The Roles of FHL3 in Cancer

Abstract

The four and a half LIM domain protein 3, also named the LIM-protein FHL3, belongs to the LIM-only family. Based on the special structure of LIM-only proteins, FHL3 can perform significant functions in muscle proliferation and cardiovascular diseases by regulating cell growth and signal transduction. In recent years, there has been increasing evidence of a relation between FHLs and tumor biology, since FHL3 is often overexpressed or downregulated in different cancers. On the one hand, FHL3 can function as a tumor suppressor and influence the expression of downstream genes. On the other hand, FHL3 can also play a role as an oncoprotein in some cancers to promote tumor progression via phosphorylation. Thus, FHL3 is proposed to have a dual effect on cancer progression, reflecting its complex roles in cancer. This review focuses on the roles of FHL3 in cancer progression and discusses the interaction of FHL3 with other proteins and transcription factors. Finally, the clinical significance of FHL3 for the treatment of cancers is discussed.

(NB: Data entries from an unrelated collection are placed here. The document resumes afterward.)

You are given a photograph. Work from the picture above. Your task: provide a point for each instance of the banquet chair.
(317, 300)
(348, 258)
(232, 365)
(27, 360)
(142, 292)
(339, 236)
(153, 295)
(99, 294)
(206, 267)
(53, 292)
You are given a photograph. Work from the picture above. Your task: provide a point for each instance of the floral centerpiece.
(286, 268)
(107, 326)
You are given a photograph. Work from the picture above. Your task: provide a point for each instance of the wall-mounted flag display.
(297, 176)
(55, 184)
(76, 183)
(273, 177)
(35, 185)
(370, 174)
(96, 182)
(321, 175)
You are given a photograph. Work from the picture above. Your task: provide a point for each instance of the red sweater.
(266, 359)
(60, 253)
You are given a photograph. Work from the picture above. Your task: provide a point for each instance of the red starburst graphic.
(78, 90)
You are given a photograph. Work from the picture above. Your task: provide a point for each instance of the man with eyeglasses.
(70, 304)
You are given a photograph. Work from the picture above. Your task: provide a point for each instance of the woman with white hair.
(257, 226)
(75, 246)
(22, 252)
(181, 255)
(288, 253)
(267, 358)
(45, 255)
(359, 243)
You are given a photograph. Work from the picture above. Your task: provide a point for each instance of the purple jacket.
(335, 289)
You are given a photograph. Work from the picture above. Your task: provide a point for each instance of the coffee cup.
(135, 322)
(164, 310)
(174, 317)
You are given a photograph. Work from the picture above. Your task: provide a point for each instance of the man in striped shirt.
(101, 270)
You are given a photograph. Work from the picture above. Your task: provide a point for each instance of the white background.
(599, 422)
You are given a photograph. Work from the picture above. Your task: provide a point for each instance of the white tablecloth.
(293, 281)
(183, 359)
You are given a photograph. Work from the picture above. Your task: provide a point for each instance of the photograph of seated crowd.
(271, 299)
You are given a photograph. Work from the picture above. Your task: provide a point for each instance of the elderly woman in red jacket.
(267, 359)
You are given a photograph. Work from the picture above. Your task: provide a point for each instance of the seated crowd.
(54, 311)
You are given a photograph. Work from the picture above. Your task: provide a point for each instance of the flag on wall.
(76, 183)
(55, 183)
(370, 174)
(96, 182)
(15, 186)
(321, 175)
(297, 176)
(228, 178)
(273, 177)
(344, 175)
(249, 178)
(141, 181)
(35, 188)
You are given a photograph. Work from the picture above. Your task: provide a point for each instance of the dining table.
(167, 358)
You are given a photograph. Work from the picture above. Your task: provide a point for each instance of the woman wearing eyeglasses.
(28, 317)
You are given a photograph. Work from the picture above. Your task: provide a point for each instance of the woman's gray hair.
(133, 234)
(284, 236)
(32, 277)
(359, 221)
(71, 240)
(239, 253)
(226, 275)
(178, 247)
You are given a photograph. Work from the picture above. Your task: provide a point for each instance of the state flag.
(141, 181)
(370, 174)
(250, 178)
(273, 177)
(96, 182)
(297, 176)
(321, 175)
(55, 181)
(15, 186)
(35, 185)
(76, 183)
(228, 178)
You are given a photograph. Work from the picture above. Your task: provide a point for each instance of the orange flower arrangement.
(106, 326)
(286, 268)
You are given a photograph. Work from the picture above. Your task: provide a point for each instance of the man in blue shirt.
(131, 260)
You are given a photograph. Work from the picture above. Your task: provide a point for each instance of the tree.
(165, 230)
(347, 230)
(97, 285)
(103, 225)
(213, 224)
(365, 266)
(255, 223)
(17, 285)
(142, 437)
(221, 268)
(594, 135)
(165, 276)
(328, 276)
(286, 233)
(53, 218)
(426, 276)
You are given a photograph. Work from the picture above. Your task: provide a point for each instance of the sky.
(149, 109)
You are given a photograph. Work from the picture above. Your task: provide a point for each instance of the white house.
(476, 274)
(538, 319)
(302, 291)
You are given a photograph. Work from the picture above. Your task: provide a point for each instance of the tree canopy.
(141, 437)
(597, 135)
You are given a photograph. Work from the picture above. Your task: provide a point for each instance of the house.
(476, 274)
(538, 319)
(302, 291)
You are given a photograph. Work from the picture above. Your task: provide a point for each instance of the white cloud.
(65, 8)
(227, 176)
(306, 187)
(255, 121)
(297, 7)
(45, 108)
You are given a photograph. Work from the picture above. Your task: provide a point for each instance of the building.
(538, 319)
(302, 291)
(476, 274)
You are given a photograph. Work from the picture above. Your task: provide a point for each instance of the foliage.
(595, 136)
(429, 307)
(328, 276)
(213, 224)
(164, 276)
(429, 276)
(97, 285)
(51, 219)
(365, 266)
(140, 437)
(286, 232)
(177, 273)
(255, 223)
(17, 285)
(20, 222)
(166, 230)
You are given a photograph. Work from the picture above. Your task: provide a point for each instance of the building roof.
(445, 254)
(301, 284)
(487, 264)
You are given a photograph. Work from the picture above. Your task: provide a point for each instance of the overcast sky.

Keywords: LIM-only protein family; cancer treatment; four and a half LIM protein 3 (FHL3); tumor cell growth; tumor progression.

Figure 1

The gene encoding FHL3 is located on chromosome 1p34.3, at a locus between SF3A3 and UTP11. The initiation site is at base-pair 37956975 and the termination site is at base-pair 38031751. The gene has an overall length of 843 bp, with 5 introns and 6 exons.

Figure 2

Each member of the FHL protein family consists of four complete LIM domains and an N-terminal single zinc finger domain, the sequence of the latter corresponding to the C-terminal half of the LIM motif. Histidine and cysteine residues coordinate the binding of two Zn²⁺ ions per LIM domain, which helps stabilize the secondary and tertiary structure of FHL3 protein. Two isoforms of FHL3 are shown in the figure. Isoform 1 comprises 280 and isoform 2 comprises 172 amino acid residues.

Figure 3

FHL3 functions as an oncoprotein or tumor suppressor depending on the cellular context. It mediates the transduction of signaling pathways by interacting with other proteins, thereby controlling the expression of target genes. (A) In some contexts, FHL3 functions as a tumor promoter. FHL3 competitively binds GSK3β to interfere with Snail1 and Twist1 to inhibit the expression of its target gene, E-cadherin. Additionally, FHL3 activates Smad2, Smad3, and Smad4 via TGFβ to promote tumor growth. (B) In other contexts, FHL3 functions as a tumor suppressor. FHL3 promotes the phosphorylation and binding of Smad2 and Smad3 with CK1δ. Subsequently, the expression of the target genes, p21 and c-myc, can be decreased to inhibit tumor growth. SOX4 and SOX2 are also target genes that are downregulated to inhibit tumor growth. Additionally, FHL3 can inhibit cyclinsD1 and B1, affecting the G1 and G2 checkpoints. Moreover, FHL3 inhibits the expression and activity of VEGF by inhibiting HIF1α.